JunMa11 opened this issue · comments

commented

Hi @yulequan ,

I did an ablation study on the uncertainty.

image

Specifically, if we do not use the uncertainty to select the most certain targets and use all the voxels during each iteration, will the performance degrade?

To disable the uncertainty based proposal, I simply increase the threshold to 100, thus all the voxels will be used to guide the student learning.

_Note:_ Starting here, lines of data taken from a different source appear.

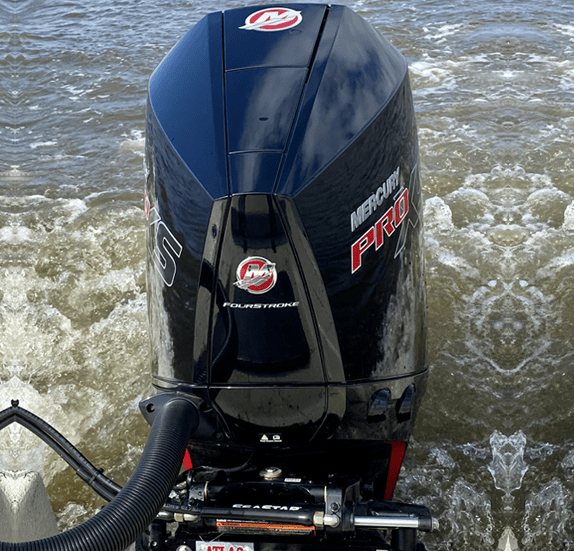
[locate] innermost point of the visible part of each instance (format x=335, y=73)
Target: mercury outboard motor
x=285, y=279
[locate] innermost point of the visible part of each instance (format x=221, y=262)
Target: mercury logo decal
x=256, y=275
x=272, y=19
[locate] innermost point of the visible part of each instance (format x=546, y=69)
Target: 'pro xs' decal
x=387, y=224
x=164, y=247
x=272, y=19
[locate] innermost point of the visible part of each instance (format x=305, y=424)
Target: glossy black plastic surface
x=297, y=150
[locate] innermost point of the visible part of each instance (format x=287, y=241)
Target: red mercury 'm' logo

threshold = (0.75+0.25*ramps.sigmoid_rampup(iter_num, max_iterations))*np.log(2)
mask = (uncertainty<threshold).float()
consistency_dist = torch.sum(mask*consistency_dist)/(2*torch.sum(mask)+1e-16)

# my modification
threshold = 100 #(0.75+0.25*ramps.sigmoid_rampup(iter_num, max_iterations))*np.log(2)

However, the results are weird. The performance does not degrade (even little improvements) without using uncertainty.

image

I also did paired T-test, but I didn't find significant differences (p>0.05) between using uncertainty and without uncertainty.

image

Could you help me to figure out what's wrong with my experiments?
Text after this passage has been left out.